Thursday, August 31, 2006

Today I Must Do It

What can you do when someone you love has a terrible disease and refuses to admit to it? When she goes to great lengths to hide it? When her many talents are drowned in a flood of booze so that she risks her life, her love and, most of all, her children all for the taste of alcohol? I wish I knew.

Last night I was awake for two hours in the night pondering this question and I felt first hand the helplessness when a loved one is locked in the gripping vise of an addiction. Oh, yes, I've seen it all on Dr. Phil and commiserated with those telling their stories, but never have I really understood it till now. This summer I have finally admitted to myself that the problem is very serious and that something has to be done. The alcoholic--yes, she is an alcoholic--refuses to admit she has a problem. Maybe if I can say the word she will be able to and move on with helping herself.

In the two hours I lay awake last night listening to the comforting breathing of hubby beside me, I realized that tough though it will be, I have to tell this sweet person what I think. I have to come out of the closet.
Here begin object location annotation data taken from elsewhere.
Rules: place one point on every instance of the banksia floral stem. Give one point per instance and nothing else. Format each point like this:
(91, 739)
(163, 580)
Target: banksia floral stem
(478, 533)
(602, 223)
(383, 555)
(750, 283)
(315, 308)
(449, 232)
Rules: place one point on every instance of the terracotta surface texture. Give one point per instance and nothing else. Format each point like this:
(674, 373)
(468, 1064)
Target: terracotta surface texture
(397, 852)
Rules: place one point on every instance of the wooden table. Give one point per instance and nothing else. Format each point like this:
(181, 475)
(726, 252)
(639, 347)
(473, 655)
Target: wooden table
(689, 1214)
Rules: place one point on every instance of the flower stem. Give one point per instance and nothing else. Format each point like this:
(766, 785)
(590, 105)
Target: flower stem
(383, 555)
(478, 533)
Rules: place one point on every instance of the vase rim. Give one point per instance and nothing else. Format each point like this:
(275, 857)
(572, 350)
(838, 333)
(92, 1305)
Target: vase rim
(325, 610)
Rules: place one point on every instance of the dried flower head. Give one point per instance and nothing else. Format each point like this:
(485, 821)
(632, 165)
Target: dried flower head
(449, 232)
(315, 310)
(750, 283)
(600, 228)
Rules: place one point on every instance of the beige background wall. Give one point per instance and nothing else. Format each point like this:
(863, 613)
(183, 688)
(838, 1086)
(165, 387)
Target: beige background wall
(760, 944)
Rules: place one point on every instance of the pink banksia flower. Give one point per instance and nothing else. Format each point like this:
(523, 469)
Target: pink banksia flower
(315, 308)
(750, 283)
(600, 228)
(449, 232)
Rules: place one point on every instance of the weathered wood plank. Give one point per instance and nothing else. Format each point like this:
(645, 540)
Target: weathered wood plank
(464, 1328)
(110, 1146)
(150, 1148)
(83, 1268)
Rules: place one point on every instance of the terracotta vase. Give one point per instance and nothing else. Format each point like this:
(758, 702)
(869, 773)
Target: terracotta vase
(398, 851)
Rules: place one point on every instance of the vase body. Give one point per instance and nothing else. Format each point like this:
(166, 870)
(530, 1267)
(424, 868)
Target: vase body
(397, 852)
I can no longer be part of the problem, as I have realized my silence makes me. Even though I am frightened to do this and don't have the energy--she is really scary and nasty when she is drinking and anyone crosses her--I know I must, for her sake but mostly for her children. They need their mother and I must do what I can to help her find her way back to them.

So today, whether you are a believer or not, say a prayer for me, but mostly say a prayer for her. Please. Maybe with all our good thoughts she will find the strength to get clean.